MARINE CORPS AIR STATION YUMA, Calif. -- Fifth-grade students from Desert View Academy visited the Canon Air Defense Complex April 24 to interview and create portraits of Marines and sailors from Marine Wing Support Squadron 371.
Twenty students from the charter school were randomly paired with 20 Marines and sailors from the squadron to complete projects assigned to them from their art and English teachers.
The students were given a photo of their assigned Marine or sailor and asked to develop 10-15 questions for that Marine, said Jaya Chopra, Desert View Academy English teacher.
They were given almost complete freedom on the topic of their questions as long as they remembered to ask about life experiences and birth statistics, added Chopra.
Alicia Young, Desert View Academy art teacher, said she thought it was a great idea for the children to interview Marines and wanted the students to create portraits of their assigned Marines to show the community the students’ perception of the Marine Corps.
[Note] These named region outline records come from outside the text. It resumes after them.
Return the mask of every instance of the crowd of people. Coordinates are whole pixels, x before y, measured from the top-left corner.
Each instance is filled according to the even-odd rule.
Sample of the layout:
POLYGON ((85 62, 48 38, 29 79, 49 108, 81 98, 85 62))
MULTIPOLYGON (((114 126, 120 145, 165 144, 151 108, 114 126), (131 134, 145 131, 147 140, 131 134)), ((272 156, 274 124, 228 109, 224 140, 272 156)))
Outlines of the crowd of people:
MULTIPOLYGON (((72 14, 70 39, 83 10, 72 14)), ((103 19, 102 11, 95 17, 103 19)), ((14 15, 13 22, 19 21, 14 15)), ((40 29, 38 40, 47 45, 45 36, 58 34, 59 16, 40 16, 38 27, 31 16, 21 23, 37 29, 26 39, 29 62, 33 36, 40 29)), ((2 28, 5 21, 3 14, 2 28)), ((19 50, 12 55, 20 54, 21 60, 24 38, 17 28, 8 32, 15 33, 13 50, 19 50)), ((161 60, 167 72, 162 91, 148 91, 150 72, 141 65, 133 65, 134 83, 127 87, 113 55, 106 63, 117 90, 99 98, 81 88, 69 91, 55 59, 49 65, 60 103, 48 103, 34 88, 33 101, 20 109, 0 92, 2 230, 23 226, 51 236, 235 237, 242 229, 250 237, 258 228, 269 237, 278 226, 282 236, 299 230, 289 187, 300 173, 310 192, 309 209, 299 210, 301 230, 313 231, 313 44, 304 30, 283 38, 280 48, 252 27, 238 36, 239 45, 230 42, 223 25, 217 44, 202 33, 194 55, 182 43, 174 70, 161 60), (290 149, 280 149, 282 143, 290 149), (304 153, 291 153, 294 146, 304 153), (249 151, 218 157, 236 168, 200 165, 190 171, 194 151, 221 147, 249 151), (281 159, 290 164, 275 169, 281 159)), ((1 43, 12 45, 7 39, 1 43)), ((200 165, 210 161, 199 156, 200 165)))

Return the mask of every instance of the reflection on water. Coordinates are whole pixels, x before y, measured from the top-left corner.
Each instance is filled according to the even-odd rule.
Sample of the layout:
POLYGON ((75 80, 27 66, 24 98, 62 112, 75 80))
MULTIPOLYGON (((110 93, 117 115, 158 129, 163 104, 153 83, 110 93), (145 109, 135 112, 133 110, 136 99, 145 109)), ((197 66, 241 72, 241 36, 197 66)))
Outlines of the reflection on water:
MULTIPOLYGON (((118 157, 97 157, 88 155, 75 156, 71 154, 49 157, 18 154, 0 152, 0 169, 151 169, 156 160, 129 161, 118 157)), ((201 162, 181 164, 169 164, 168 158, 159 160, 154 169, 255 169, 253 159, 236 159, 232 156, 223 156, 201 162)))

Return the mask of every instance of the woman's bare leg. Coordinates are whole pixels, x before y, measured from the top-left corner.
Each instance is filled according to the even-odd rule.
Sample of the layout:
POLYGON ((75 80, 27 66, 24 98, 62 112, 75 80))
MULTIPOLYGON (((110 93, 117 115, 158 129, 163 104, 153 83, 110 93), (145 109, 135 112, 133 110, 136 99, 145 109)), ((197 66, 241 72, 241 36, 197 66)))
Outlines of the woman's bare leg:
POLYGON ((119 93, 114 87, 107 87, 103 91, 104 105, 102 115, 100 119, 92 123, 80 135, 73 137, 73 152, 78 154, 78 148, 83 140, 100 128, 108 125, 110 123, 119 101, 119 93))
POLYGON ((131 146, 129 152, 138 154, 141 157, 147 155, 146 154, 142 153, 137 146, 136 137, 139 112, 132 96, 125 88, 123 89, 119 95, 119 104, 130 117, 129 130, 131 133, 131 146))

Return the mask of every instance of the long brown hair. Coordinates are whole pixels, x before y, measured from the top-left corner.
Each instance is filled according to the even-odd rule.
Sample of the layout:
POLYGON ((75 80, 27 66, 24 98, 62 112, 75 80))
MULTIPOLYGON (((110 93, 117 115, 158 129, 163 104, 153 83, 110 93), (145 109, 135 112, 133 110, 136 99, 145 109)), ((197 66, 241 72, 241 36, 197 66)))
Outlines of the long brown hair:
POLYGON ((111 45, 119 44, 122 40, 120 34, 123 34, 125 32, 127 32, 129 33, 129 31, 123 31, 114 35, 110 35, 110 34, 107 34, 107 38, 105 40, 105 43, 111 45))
The air station is Yuma’s neighbor, but there are many people who know very little about it. The station is an untapped source of knowledge, said Young.
The children started the day kind of quiet because they were nervous, but after talking with the Marines for about five minutes, they began asking questions like their best friend was across from them, said Navy Lt. Jennifer Bixby, MWSS-371 chaplain.
“It’s fun to get to learn about (Marines),” said Amanda Martinez, fifth-grader. “It’s interesting to learn about what (Marines) do.”
“I’d rather interview (Marines) because they have more interesting things to say,” said Dante Gilliam Jr., fifth-grader and son of Master Sgt. Dante Gilliam, Sr., MWSS-371 communications chief.
“To have my son ask me what my goals are threw me for a loop,” said Gilliam. “But it’s better to get the knowledge from the source. They can hear us and see us in our environment, which is a unique experience.”
This is a good way to show the community we are here to serve them, said 2nd Lt. John A. Fulton, MWSS-371 Incident Response Team platoon commander and native of Linden, Pa.
This is also a way for MWSS-371 to give back to the community for all the support it provides to the Marine Corps, said Lt. Col. Phillip Woody, MWSS-371 commanding officer.
It also gives the children a chance to sit down and get to know Marines in a way the public does not show, he added.
Children tend to be afraid of Marines because the media shows them in war and fighting scenarios, said Woody.
Woody said he hoped the day would give the young children a good foundation of knowledge about the military.
The children were so excited to be here. This really helped develop their interview and communication skills, Chopra said.
The Marines were very helpful and now the children have something to strive for in the future, she added.
The Marines are public servants and MWSS-371 never passes up a chance to help, said Woody.
The completed biographies and portraits will be presented to the on Marines Monday at Desert View Academy.